The first episode of Sylvester Stallone’s Tulsa King is now free on Paramount+

We’re used to seeing action legend Sylvester Stallone on the big screen, but he’s no stranger to TV as well—for our money his guest spot on The Muppet Show is an all-timer. But he’s never starred in a scripted television drama before…until now. Fans of the Rocky and Rambo actor best strap in, because Tulsa King is now streaming on Paramount+.

Additionally, our mates at Paramount+ have let us know that for a limited time, the full first episode of Tulsa King can be watched outside of the paywall. If you’d like to give the show a taste test, make sure to check out the pilot for free before it leaves on December 4.

Brought to us by Taylor Sheridan, the Oscar-nominated actor-turned-creator behind the deathlessly popular Yellowstone franchise, Tulsa King sees Sly as mob capo Dwight “The General” Manfredi, who we meet when he’s getting out of prison after serving a 25 year stretch. Expecting to be richly rewarded for his silence by his Long Island crime family, he’s instead dispatched to Tulsa, Oklahoma to set up Mafia operations there—effectively being promoted and demoted at the same time.

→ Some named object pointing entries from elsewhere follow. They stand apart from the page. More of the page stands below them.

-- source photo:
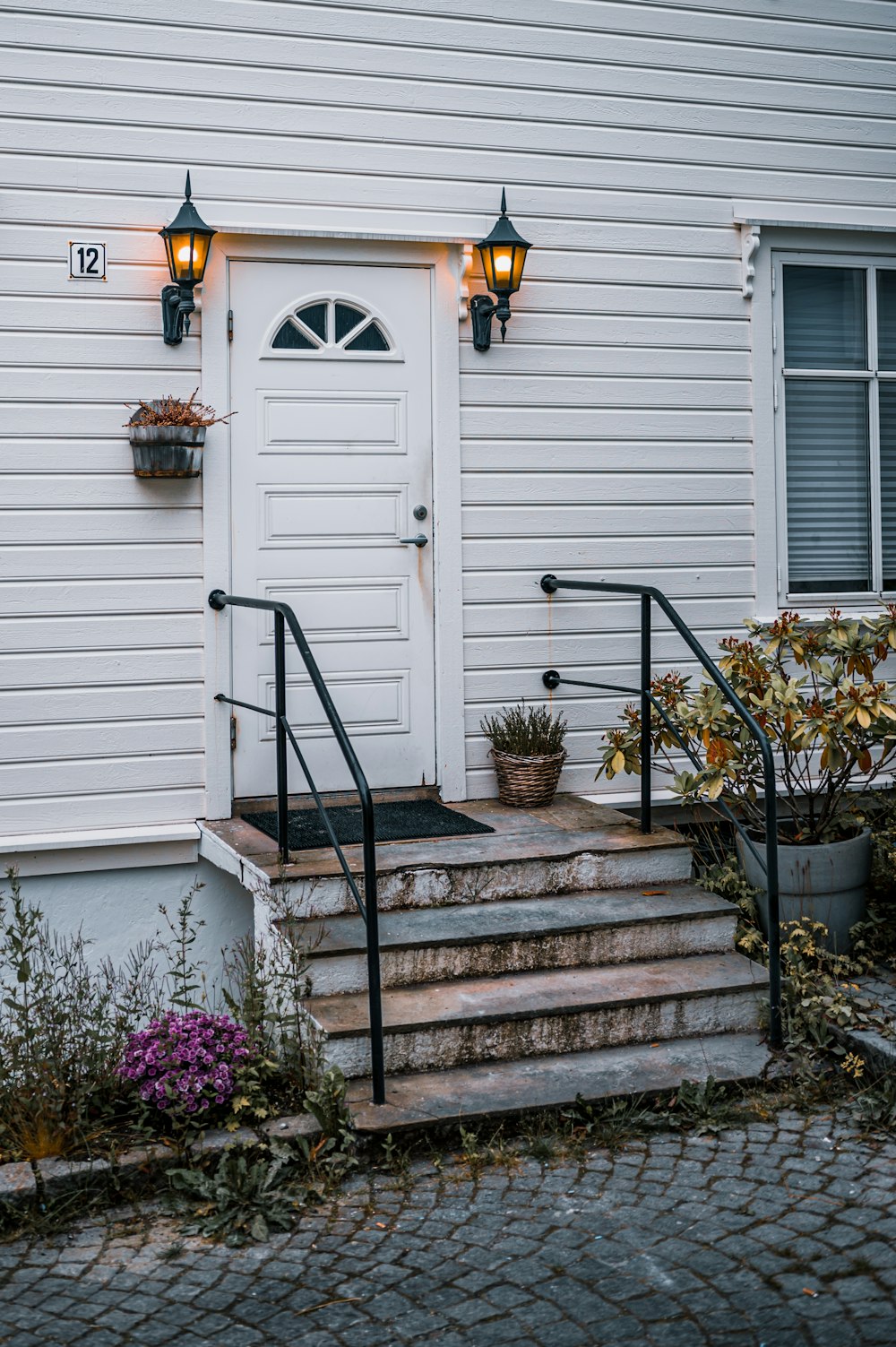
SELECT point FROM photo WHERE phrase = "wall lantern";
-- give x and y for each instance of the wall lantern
(503, 260)
(187, 241)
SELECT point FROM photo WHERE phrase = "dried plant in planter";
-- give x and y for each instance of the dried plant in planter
(168, 436)
(527, 749)
(174, 411)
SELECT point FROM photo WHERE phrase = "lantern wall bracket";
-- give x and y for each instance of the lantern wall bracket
(177, 306)
(483, 310)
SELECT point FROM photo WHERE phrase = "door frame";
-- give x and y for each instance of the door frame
(444, 264)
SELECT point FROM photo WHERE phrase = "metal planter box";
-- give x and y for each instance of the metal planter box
(168, 450)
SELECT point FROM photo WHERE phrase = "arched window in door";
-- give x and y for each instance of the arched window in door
(332, 327)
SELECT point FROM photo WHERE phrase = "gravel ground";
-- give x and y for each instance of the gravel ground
(776, 1234)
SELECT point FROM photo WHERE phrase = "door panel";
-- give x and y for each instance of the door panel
(332, 452)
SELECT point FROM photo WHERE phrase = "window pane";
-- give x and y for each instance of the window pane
(888, 479)
(290, 339)
(825, 318)
(887, 319)
(347, 318)
(828, 506)
(314, 316)
(371, 339)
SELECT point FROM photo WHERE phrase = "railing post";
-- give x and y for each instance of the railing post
(375, 993)
(646, 714)
(282, 764)
(775, 1025)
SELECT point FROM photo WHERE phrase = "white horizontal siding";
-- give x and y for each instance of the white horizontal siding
(609, 436)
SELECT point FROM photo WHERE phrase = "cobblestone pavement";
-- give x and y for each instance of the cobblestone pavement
(778, 1234)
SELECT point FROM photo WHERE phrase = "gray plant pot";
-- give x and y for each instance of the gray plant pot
(823, 883)
(168, 450)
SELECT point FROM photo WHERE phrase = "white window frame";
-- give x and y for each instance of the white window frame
(872, 376)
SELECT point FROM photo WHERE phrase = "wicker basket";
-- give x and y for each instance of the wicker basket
(527, 781)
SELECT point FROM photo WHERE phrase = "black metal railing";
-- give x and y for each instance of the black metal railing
(551, 679)
(366, 905)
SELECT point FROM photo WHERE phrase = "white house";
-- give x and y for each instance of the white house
(697, 390)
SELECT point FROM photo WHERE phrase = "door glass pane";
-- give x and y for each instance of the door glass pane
(314, 316)
(888, 479)
(828, 489)
(290, 339)
(825, 318)
(371, 339)
(887, 319)
(347, 318)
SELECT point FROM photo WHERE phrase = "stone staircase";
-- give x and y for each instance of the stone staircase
(564, 954)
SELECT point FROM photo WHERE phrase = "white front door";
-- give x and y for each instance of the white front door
(332, 454)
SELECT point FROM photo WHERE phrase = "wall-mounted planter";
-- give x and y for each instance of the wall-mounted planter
(168, 450)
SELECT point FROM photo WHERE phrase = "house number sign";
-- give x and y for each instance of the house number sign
(86, 262)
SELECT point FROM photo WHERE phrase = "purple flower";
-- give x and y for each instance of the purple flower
(178, 1060)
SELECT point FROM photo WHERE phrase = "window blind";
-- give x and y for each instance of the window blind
(828, 487)
(825, 318)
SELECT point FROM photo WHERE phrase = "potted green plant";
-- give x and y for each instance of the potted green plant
(814, 687)
(168, 436)
(529, 755)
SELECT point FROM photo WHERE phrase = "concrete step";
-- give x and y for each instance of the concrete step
(446, 1024)
(601, 927)
(569, 846)
(492, 1090)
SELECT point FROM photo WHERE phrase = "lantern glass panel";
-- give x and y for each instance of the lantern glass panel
(187, 256)
(503, 265)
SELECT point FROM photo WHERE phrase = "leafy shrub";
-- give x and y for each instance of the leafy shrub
(814, 690)
(241, 1199)
(186, 1063)
(526, 730)
(265, 985)
(64, 1027)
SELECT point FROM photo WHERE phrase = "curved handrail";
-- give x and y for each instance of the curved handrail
(219, 601)
(649, 593)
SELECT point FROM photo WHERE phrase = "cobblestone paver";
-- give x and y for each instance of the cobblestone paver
(779, 1234)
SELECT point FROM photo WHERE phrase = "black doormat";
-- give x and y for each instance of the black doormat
(396, 821)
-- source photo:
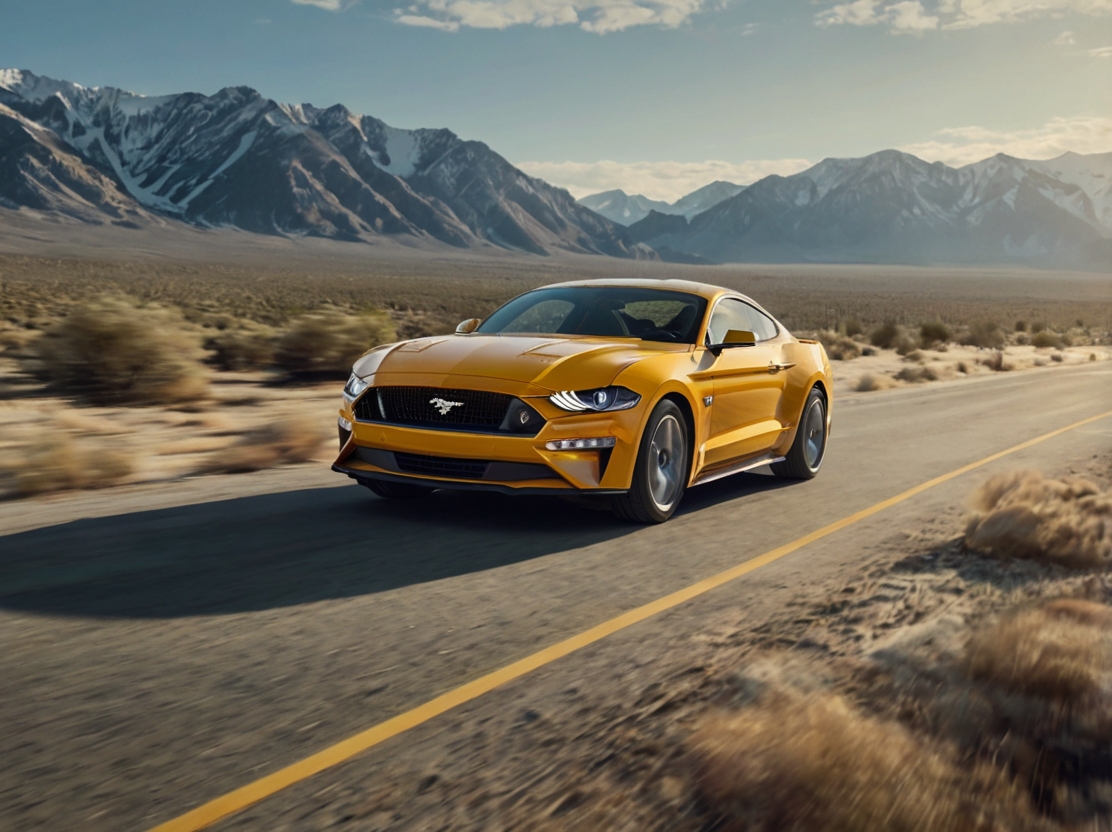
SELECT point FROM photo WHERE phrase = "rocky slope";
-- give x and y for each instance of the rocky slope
(892, 207)
(242, 160)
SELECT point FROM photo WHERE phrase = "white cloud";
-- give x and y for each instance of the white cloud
(981, 12)
(904, 17)
(593, 16)
(911, 16)
(667, 180)
(328, 5)
(964, 145)
(444, 26)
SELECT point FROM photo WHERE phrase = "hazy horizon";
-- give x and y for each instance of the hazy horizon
(655, 98)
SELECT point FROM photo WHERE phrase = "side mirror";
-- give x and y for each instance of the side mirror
(734, 338)
(468, 326)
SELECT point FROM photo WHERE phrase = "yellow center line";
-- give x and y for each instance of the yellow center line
(251, 793)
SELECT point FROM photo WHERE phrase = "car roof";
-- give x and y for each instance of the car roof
(706, 290)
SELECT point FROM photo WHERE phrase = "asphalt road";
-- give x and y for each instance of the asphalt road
(165, 645)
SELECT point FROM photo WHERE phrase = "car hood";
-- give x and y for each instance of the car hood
(555, 364)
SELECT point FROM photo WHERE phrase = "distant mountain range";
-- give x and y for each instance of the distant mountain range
(103, 155)
(621, 207)
(237, 159)
(893, 207)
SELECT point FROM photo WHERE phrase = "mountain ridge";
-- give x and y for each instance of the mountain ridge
(625, 208)
(239, 159)
(893, 207)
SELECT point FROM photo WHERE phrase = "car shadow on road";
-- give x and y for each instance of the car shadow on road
(278, 550)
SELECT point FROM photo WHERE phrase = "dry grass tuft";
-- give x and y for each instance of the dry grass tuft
(286, 442)
(110, 352)
(249, 347)
(1022, 514)
(984, 334)
(1060, 652)
(869, 383)
(839, 347)
(326, 344)
(812, 762)
(996, 363)
(917, 375)
(60, 463)
(1045, 338)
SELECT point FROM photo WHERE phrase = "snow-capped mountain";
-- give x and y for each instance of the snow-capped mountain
(621, 207)
(239, 159)
(892, 207)
(705, 198)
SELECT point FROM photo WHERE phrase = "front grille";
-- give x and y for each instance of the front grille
(442, 466)
(447, 408)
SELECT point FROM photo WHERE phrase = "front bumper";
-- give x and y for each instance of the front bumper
(493, 462)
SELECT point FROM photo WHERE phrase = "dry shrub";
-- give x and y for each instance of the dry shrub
(250, 347)
(869, 383)
(996, 363)
(1059, 652)
(984, 334)
(110, 352)
(837, 346)
(917, 375)
(812, 762)
(286, 442)
(1045, 338)
(1022, 514)
(62, 464)
(885, 336)
(933, 334)
(1045, 675)
(326, 344)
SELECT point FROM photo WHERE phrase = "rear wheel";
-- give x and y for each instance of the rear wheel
(659, 476)
(396, 491)
(808, 447)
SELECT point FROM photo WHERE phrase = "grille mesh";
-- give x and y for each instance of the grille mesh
(466, 409)
(442, 466)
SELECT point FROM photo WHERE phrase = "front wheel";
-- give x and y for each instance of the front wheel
(808, 447)
(659, 476)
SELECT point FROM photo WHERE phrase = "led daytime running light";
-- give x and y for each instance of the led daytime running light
(594, 444)
(603, 399)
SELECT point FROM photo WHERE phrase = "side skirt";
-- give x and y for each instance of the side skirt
(737, 468)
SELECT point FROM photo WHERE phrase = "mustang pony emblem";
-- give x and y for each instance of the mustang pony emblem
(444, 406)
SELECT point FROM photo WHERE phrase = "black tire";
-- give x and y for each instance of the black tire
(396, 491)
(659, 476)
(808, 448)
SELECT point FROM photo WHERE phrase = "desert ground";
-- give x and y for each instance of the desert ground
(215, 604)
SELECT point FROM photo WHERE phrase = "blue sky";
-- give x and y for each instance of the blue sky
(653, 96)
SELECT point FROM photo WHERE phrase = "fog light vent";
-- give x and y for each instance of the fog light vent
(595, 444)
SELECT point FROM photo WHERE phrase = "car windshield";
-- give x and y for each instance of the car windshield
(611, 312)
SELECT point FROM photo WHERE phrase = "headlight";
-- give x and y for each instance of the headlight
(604, 398)
(355, 387)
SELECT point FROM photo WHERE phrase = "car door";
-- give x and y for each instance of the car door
(747, 385)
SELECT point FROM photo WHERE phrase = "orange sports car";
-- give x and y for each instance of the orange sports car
(634, 389)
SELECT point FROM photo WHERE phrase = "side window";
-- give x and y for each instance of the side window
(732, 314)
(762, 325)
(727, 315)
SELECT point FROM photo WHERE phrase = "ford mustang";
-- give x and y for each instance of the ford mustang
(631, 389)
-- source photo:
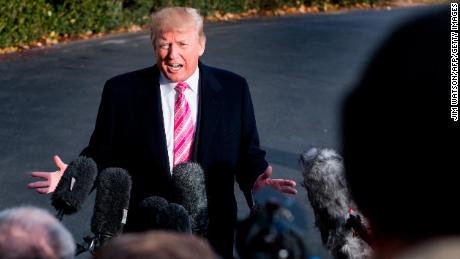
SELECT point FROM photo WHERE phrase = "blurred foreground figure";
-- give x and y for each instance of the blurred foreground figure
(28, 232)
(397, 134)
(344, 231)
(273, 230)
(158, 245)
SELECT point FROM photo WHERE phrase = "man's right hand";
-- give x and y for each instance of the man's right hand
(49, 179)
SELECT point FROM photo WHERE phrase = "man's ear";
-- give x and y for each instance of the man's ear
(202, 45)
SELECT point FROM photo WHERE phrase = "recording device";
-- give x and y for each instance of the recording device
(110, 208)
(344, 230)
(74, 186)
(189, 190)
(272, 229)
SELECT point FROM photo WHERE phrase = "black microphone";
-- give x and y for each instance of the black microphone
(149, 209)
(174, 217)
(74, 186)
(111, 205)
(341, 225)
(189, 190)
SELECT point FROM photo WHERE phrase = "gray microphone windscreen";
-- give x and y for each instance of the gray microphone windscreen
(75, 185)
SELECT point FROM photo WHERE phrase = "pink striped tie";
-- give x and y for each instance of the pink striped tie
(183, 126)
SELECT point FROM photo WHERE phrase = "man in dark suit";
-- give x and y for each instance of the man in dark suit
(179, 110)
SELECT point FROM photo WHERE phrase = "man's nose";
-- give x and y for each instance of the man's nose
(173, 51)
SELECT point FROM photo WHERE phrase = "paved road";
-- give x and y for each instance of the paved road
(298, 68)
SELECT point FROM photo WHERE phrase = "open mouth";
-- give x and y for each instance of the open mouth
(174, 66)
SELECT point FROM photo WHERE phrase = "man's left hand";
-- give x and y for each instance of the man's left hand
(282, 185)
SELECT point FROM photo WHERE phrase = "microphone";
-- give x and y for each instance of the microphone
(344, 230)
(74, 186)
(158, 213)
(189, 190)
(111, 205)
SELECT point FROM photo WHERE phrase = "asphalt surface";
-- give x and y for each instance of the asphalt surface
(298, 69)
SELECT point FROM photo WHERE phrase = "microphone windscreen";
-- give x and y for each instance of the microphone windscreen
(75, 185)
(189, 187)
(112, 202)
(149, 209)
(174, 217)
(324, 180)
(189, 190)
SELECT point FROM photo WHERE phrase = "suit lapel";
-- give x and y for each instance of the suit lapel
(210, 106)
(153, 119)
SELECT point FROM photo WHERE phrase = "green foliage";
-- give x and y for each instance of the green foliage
(77, 16)
(23, 21)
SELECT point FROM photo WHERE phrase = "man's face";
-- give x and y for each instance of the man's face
(177, 53)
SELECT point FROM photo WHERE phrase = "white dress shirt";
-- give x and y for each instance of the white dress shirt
(168, 100)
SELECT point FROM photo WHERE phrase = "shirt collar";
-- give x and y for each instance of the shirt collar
(192, 81)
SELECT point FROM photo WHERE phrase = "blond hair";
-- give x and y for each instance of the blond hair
(171, 19)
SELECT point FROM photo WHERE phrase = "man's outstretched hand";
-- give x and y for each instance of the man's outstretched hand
(49, 179)
(282, 185)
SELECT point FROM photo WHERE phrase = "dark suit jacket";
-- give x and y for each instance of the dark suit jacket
(129, 133)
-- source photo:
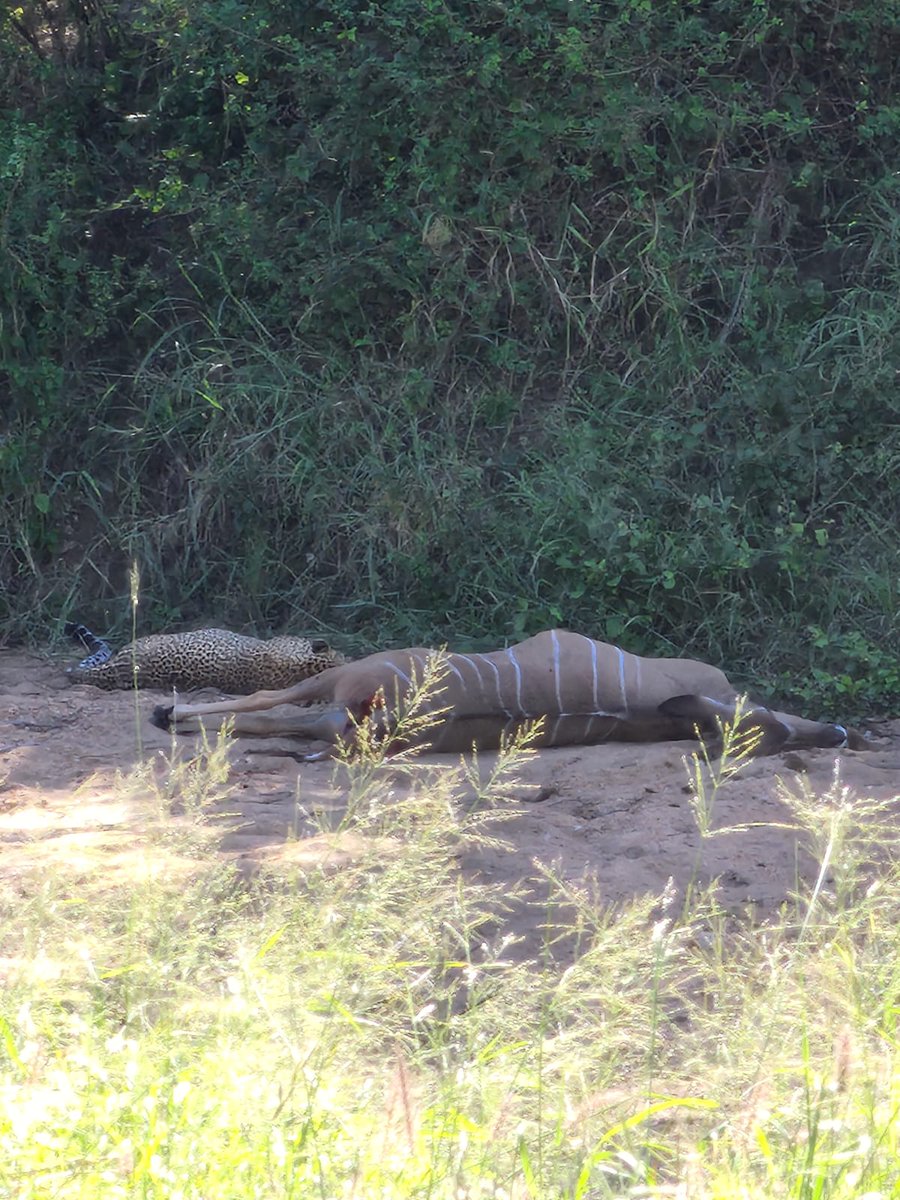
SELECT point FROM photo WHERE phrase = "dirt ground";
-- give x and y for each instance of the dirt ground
(618, 814)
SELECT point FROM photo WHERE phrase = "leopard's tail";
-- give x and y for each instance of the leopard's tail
(100, 652)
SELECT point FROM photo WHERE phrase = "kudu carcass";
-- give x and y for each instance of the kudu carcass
(585, 691)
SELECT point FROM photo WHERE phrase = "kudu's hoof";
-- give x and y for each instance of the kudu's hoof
(161, 717)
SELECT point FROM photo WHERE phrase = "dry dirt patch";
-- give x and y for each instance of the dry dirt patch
(615, 814)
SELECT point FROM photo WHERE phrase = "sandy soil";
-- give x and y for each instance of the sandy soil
(616, 814)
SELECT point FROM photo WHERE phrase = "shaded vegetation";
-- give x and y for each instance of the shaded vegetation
(420, 321)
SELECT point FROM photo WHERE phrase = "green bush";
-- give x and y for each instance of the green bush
(420, 321)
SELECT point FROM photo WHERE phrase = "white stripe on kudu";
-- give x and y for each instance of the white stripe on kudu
(667, 699)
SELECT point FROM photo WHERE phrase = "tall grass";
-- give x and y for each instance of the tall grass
(361, 1025)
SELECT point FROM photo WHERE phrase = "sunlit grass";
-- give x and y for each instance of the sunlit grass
(364, 1027)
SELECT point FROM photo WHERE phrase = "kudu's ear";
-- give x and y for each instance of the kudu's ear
(708, 714)
(700, 709)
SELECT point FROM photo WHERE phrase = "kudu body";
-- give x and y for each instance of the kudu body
(586, 691)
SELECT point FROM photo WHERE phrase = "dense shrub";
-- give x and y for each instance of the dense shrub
(418, 319)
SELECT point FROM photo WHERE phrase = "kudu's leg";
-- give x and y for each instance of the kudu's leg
(166, 715)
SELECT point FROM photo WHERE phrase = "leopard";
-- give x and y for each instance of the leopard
(203, 658)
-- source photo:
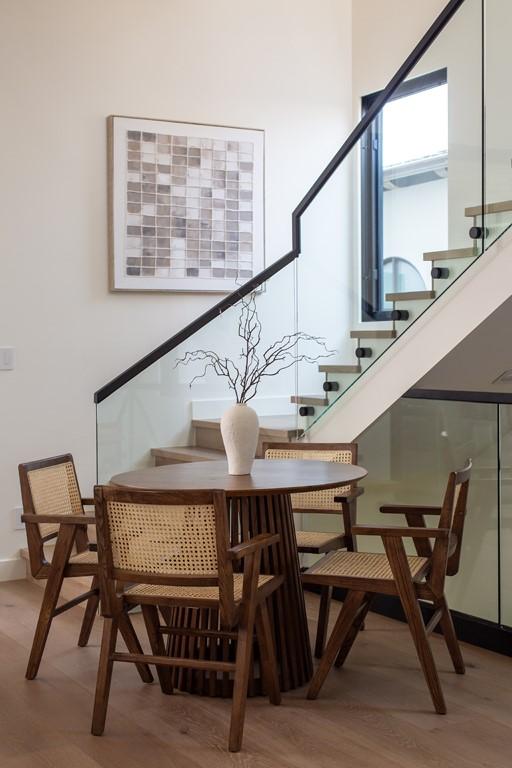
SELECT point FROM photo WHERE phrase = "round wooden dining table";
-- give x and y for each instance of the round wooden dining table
(257, 503)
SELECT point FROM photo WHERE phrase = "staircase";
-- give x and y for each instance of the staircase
(147, 414)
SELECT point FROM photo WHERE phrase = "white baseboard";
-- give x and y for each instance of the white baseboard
(13, 569)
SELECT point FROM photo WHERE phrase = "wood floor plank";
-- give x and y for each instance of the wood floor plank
(375, 712)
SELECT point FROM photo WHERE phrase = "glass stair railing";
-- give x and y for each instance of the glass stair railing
(419, 190)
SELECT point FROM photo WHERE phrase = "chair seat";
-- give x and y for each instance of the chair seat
(319, 541)
(84, 558)
(153, 592)
(362, 565)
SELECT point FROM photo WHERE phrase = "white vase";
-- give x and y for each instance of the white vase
(239, 428)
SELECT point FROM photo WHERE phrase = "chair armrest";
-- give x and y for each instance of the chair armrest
(402, 532)
(404, 509)
(60, 519)
(354, 493)
(251, 546)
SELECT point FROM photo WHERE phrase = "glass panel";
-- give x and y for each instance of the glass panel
(506, 513)
(159, 408)
(498, 124)
(409, 453)
(389, 230)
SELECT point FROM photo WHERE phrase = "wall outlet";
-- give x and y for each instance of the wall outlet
(7, 359)
(17, 525)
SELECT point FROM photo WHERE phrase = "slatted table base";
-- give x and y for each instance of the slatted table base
(250, 516)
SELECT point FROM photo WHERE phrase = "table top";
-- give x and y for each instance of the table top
(267, 477)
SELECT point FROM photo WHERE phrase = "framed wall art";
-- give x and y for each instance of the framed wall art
(186, 205)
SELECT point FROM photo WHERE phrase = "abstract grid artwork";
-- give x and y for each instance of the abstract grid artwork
(186, 205)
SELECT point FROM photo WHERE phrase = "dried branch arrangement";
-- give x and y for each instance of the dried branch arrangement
(245, 379)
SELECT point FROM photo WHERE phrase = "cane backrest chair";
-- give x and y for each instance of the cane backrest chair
(167, 550)
(411, 578)
(340, 501)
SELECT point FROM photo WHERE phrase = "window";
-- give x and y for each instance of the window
(404, 190)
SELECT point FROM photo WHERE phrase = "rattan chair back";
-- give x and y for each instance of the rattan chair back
(339, 453)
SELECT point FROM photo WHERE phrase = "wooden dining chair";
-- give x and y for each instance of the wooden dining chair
(336, 501)
(53, 510)
(165, 550)
(411, 578)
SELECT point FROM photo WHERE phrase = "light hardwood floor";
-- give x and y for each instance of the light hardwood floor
(373, 713)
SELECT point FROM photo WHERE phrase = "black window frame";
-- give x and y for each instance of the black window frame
(372, 196)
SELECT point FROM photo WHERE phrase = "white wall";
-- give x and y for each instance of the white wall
(280, 65)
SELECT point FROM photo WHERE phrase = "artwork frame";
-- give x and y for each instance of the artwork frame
(204, 235)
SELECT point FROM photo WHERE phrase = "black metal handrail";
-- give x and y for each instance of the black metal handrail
(424, 44)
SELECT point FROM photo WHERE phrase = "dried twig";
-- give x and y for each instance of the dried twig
(245, 380)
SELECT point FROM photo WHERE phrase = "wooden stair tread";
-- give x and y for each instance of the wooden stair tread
(500, 207)
(187, 453)
(309, 400)
(270, 426)
(454, 253)
(339, 368)
(375, 334)
(411, 296)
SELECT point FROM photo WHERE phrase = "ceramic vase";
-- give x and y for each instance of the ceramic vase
(239, 428)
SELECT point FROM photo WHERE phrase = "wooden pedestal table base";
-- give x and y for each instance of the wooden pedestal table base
(258, 503)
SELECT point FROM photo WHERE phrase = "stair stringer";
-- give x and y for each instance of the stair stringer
(485, 285)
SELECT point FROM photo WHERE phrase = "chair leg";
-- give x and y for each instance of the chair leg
(108, 646)
(267, 654)
(398, 561)
(90, 614)
(354, 631)
(132, 643)
(323, 620)
(243, 664)
(450, 637)
(150, 614)
(344, 622)
(60, 559)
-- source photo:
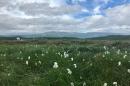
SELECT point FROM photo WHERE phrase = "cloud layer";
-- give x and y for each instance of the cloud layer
(39, 16)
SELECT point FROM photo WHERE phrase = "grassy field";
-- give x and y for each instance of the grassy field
(76, 64)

But Dwight is a man with a work ethic and he commits to the bit with gusto, recruiting an Uber driver, Tyson (Jay Will) as his chauffeur and right hand man, strong-arming a weed dispensary owner, Bohdi (Martin Starr) into paying protection over the latter’s protests that marijuana is legal now, and generally behaving like an urbane but ruthless bad-ass.

Tulsa King’s secret weapon is that it’s very funny. There are action beats (Sly punches a lot of people) but the real fun is in the fish-out-of-water shenanigans as the manly mafioso struggles to adapt not just to cowboy country Tulsa, but to the 21st century in general. Stallone isn’t afraid to poke fun at his age, either; one early scene has a casual hook-up react with absolute horror at the realisation that the 50ish-looking Dwight is actually in his 70s. He can still crack skulls when he needs to, though, and we’re betting that skill will come in particularly handy as Tulsa King progresses.